Here's how the algorithm would work step-by-step:

  1. Imagine all the possible fractions are organized from smallest to largest, though we don't actually build that entire list.
  2. Use a process like guessing a number and checking if it's too high or too low. Start with a guess for the fraction's value.
  3. Count how many actual fractions from our list are smaller than this guess.
  4. If the count is less than K, our guess was too low. We need to guess higher.
  5. If the count is greater than or equal to K, our guess was too high. We need to guess lower.
  6. Keep adjusting our guess up or down until we find the exact fraction where there are exactly K-1 fractions smaller than it.
  7. The final guess that meets the requirement is the K-th smallest fraction.

Code Implementation

def kth_smallest_prime_fraction(primes, k):
    low_value = 0.0
    high_value = 1.0

    while low_value < high_value:
        mid_value = (low_value + high_value) / 2.0
        count = 0
        max_fraction = 0.0
        index_i = 0

        # Count fractions <= mid_value and track the largest.
        for index_j in range(1, len(primes)):
            while primes[index_i] / primes[index_j] <= mid_value:
                index_i += 1
                if index_i == len(primes):
                    break

            count += index_i
            if index_i > 0:
                max_fraction = max(max_fraction, primes[index_i - 1] / primes[index_j])

        # Adjust search range based on the count.
        if count == k:
            return [primes[int(max_fraction * primes[index_j -1 ])], primes[index_j]]

        if count < k:
            low_value = mid_value
        else:
            high_value = mid_value

    numerator = 0
    denominator = 1
    return [numerator, denominator]

Big(O) Analysis

Time Complexity
O(n log n)The algorithm performs a binary search to find the K-th smallest fraction.

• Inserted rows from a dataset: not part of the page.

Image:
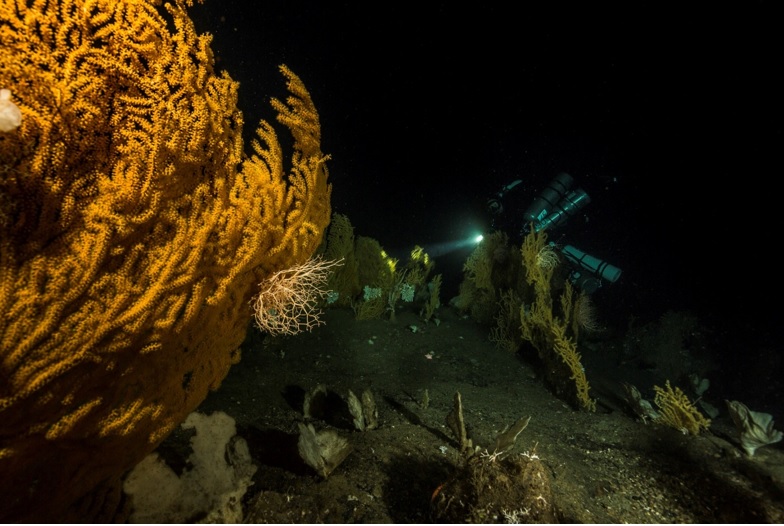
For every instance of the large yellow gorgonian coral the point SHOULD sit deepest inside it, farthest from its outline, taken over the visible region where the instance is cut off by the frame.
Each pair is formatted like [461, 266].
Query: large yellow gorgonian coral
[132, 233]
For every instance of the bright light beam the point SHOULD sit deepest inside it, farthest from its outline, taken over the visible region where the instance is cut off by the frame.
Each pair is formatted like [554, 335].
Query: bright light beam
[439, 249]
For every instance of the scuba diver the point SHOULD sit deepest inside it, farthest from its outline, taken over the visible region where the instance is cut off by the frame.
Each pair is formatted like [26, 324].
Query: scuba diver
[551, 209]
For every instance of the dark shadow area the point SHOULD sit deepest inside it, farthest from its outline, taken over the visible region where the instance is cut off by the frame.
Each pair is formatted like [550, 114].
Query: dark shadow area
[410, 487]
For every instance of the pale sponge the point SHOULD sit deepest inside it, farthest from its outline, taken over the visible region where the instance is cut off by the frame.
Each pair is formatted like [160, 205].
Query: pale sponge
[210, 491]
[755, 428]
[10, 114]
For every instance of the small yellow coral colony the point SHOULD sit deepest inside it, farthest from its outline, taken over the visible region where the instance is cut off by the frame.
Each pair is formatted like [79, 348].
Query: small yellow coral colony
[677, 411]
[132, 234]
[547, 331]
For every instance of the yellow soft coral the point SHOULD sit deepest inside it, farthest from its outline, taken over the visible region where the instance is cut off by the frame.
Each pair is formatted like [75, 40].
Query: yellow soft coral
[132, 234]
[546, 330]
[677, 411]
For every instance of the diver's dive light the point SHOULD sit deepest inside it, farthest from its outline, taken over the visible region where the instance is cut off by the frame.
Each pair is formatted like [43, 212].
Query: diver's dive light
[555, 204]
[588, 277]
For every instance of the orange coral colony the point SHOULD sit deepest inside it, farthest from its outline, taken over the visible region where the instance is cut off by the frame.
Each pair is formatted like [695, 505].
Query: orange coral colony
[132, 233]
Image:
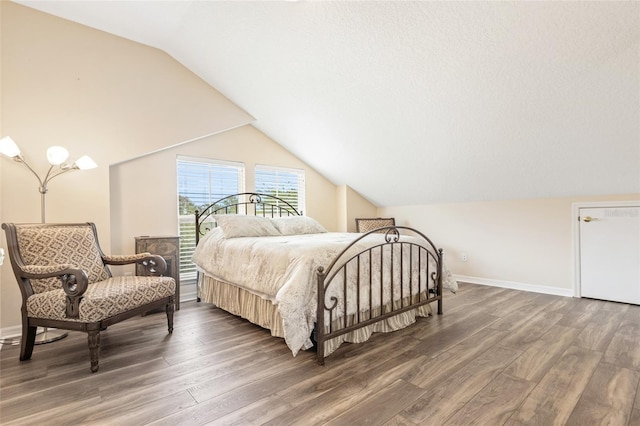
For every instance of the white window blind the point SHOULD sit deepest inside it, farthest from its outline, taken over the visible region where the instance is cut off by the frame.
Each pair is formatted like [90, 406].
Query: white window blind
[201, 181]
[287, 184]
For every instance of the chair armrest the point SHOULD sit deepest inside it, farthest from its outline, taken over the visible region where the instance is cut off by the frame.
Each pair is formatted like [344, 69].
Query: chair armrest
[74, 282]
[155, 264]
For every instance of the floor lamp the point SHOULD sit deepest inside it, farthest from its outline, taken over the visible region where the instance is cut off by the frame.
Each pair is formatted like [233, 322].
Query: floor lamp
[56, 156]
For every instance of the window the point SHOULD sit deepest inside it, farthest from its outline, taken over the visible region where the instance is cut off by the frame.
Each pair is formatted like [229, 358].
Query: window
[200, 183]
[287, 184]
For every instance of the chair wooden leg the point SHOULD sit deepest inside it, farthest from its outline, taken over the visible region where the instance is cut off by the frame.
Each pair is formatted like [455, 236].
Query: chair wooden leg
[171, 307]
[28, 340]
[94, 348]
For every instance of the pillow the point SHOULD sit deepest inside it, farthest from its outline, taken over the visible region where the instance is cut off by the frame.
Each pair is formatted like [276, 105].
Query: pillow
[237, 225]
[294, 225]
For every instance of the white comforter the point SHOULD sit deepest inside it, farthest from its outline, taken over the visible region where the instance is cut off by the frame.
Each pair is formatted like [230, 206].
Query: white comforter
[281, 269]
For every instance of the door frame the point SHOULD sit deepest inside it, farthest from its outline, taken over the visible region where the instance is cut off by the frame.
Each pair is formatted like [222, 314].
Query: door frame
[575, 219]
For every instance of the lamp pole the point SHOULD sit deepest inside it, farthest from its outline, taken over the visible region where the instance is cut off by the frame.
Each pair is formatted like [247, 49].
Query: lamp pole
[56, 155]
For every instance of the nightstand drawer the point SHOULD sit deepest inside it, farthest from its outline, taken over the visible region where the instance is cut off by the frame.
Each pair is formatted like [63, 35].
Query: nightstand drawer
[169, 248]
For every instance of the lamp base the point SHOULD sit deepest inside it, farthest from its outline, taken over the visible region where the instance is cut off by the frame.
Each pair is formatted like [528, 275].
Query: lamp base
[50, 335]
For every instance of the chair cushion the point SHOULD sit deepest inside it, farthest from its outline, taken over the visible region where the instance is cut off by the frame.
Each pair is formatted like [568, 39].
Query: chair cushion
[62, 244]
[103, 299]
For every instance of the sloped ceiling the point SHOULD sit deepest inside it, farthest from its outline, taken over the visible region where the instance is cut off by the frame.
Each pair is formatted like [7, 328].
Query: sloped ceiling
[418, 102]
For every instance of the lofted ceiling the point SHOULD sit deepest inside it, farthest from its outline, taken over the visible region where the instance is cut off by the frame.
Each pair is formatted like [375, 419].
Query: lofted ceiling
[417, 102]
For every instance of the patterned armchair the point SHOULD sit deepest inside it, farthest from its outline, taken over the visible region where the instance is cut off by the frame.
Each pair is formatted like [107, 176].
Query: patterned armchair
[369, 224]
[66, 283]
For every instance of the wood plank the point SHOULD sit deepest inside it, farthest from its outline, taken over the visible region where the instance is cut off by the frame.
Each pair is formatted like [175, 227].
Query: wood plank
[380, 407]
[543, 354]
[471, 365]
[439, 403]
[624, 349]
[600, 329]
[494, 404]
[608, 398]
[553, 400]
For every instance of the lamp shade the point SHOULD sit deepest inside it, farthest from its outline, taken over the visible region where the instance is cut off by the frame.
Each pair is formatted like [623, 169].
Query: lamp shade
[57, 155]
[8, 147]
[85, 163]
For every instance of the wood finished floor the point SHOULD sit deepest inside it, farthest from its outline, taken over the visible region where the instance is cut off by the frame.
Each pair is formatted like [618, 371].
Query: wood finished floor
[496, 356]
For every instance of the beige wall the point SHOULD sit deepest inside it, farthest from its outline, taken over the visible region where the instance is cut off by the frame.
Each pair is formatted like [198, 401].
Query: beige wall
[521, 243]
[350, 206]
[150, 208]
[96, 94]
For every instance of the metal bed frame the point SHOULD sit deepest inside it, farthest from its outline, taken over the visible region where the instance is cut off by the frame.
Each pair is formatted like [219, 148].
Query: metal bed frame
[422, 277]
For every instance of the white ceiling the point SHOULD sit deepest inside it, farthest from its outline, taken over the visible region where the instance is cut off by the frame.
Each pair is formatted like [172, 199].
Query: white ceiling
[418, 102]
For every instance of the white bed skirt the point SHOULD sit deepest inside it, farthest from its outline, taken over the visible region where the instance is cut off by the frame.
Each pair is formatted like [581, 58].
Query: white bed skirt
[264, 313]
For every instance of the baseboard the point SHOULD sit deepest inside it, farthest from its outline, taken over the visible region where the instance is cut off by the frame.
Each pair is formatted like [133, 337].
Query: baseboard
[556, 291]
[10, 335]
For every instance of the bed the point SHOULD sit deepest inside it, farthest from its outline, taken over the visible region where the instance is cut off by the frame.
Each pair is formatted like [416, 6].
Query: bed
[259, 258]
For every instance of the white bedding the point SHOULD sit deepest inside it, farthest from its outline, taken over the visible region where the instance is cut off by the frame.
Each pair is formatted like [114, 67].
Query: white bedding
[281, 269]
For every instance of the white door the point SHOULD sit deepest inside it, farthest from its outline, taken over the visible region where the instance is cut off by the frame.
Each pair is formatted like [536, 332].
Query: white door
[610, 253]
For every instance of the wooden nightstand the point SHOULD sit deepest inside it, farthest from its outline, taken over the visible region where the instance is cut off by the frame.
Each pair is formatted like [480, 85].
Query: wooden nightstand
[167, 247]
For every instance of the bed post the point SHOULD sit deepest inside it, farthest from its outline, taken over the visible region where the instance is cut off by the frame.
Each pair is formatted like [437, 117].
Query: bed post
[440, 256]
[320, 317]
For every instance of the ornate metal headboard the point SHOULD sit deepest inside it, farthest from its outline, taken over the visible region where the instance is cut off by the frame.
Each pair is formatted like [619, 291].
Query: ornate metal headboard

The search space is between 0 and 1. For each guess in the binary search, we iterate through the array of prime numbers (of size n) to count the number of fractions smaller than the guess. The counting process involves another nested loop that on average iterates through n elements. The binary search takes log(range) steps where range can be bound by 1, a constant. Therefore, the time complexity is dominated by the n*n operations inside the binary search, performed log n times. Overall giving a time complexity of O(n log n) approximately.
Space Complexity
O(1)The described algorithm focuses on adjusting a guess and counting fractions smaller than that guess. It doesn't mention creating any auxiliary data structures like lists, hash maps, or trees to store intermediate values or previously visited states. The operations involve counting and comparing, suggesting the use of a few constant-sized variables to track the count, the guess, and potentially loop indices. Therefore, the auxiliary space used remains constant regardless of the input size N (the number of prime numbers).

Edge Cases

CaseHow to Handle
Empty array or null arrayReturn null or throw an IllegalArgumentException as there are no fractions.
Array with a single prime numberReturn null or throw an IllegalArgumentException as a fraction requires two numbers.
K is less than 1 or greater than the total number of possible fractions (n*(n-1)/2)Return null or throw an IllegalArgumentException as K is out of bounds.
Large array size leading to potential memory issues or slow runtime (scalability)Use a heap-based approach that avoids generating all possible fractions upfront for better memory efficiency.
Prime numbers leading to potential integer overflow during calculation (numerator/denominator)Use long data type to avoid overflow issues during the calculation of fractions.
Duplicate prime numbers in the input arrayThe algorithm should inherently handle duplicates as fractions are based on index pairs.
Kth fraction has multiple identical values (e.g., multiple pairs resulting in the same fraction)Binary search will still find *a* fraction equal to the kth smallest, regardless of duplicates.
Floating point precision issues when comparing fractionsCompare fractions using a small epsilon value to account for potential precision errors.